Cadillac’s recently-appointed brand chief Johan de Nysschen has made some controversial decisions in his short time with the American luxury automaker. The long-time auto exec comes from Infiniti, where he moved the brand’s headquarters and renamed their entire product lineup, much like he’s now done with Cadillac. One automotive industry expert, Keith Crain, already wrote an open letter decrying de Nysschen’s decisions, but he’s not the only one that has a bone to pick with the South African native.
Retail automotive industry expert Jim Ziegler has worked as a salesman, sales manager and trainer for 37 years and is well poised to speak on the Cadillac situation. He wrecently wrote an editorial published by Ward’s Automotive expressing his concern that de Nysschen plans to “disenfranchise many of its dealers.”
Ziegler says Cadillac’s attempted revival in the late-1990s to 2005 made it exciting and edgy, helping it to capture a younger demographic.

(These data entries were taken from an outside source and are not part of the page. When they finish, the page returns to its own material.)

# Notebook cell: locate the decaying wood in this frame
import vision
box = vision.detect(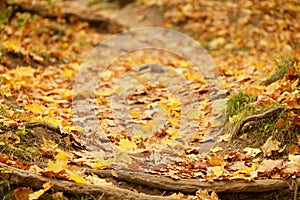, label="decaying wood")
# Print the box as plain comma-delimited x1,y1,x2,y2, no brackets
25,122,62,134
91,169,289,194
0,163,178,200
232,107,284,137
9,2,127,34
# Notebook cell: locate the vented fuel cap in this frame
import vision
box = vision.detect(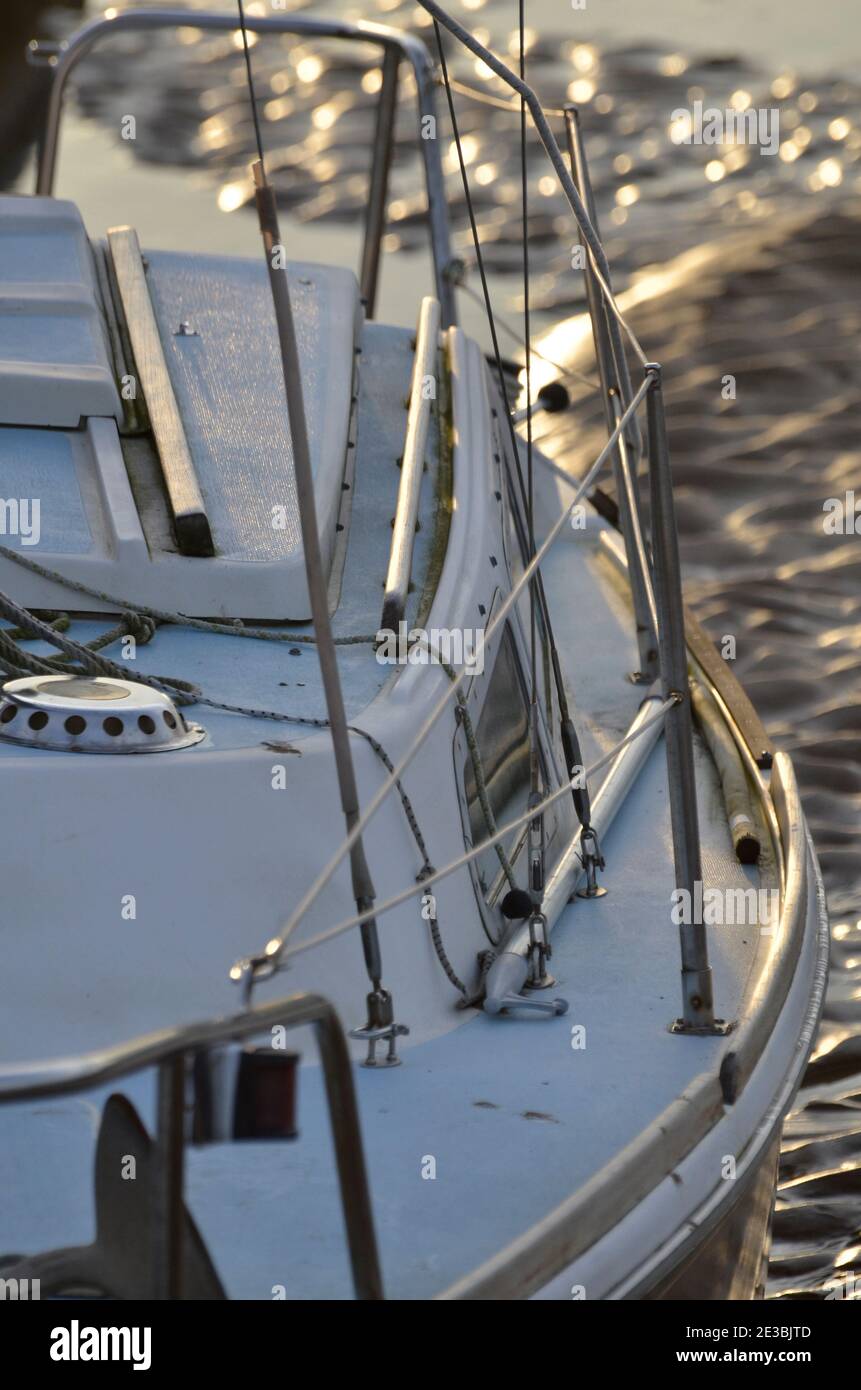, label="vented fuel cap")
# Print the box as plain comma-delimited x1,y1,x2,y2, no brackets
0,676,206,753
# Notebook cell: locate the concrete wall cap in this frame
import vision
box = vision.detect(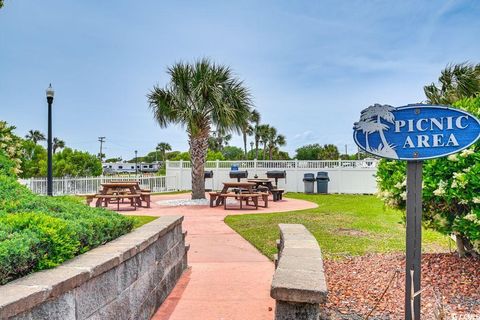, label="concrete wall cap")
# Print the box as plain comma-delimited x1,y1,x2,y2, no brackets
0,216,183,319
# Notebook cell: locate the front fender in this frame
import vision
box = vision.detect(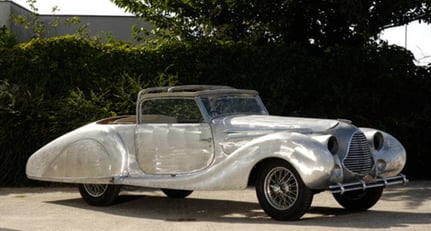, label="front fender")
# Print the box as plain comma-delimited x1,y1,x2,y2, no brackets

However now he believes the company “has lost its energy and its unique identity as market share continues to drip away,” and foreign luxury brands like Mercedes-Benz, Lexus and BMW dominate in sales.
GM’s strategy now, in Ziegler’s words, is to “build a flagship sedan to compete with BMW and Mercedes. Then (GM’s) going to hire South African marketing genius Johan de Nysschen and give him a lot of power.” A similar plan worked for Audi, which under de Nysschen’s leadership experienced a jump in U.S. sales of 60,000 units in three years, but Ziegler thinks it also entails cutting the number of dealers.
“The strategy is clear. Isolate the brand headquarters. Move it away from the corporate culture of the parent company, then reduce the number of dealers, create scarcity of product by cutting production, which ultimately allows the brand to increase transaction prices,” he wrote.
Like in Crain’s op-ed on the Cadillac situation, Ziegler disagrees with de Nysschen’s new naming convention for Cadillac. He says American cars “have names and brand identities, not numbers and letters,” like German cars. The naming convention appeals better to younger buyers and translates better in foreign markets, but this chasing of a younger demographic will “destroy the owner base,” according to Ziegler.
Time will tell if Crain and Ziegler’s assumptions about Cadillac are right. We can’t predict what will happen better than anyone else, but we have trouble faulting Cadillac for wanting to chase a younger customer base. We also have trouble blaming de Nysschen for coming in and implementing change, after all, that’s why he was hired in the first place.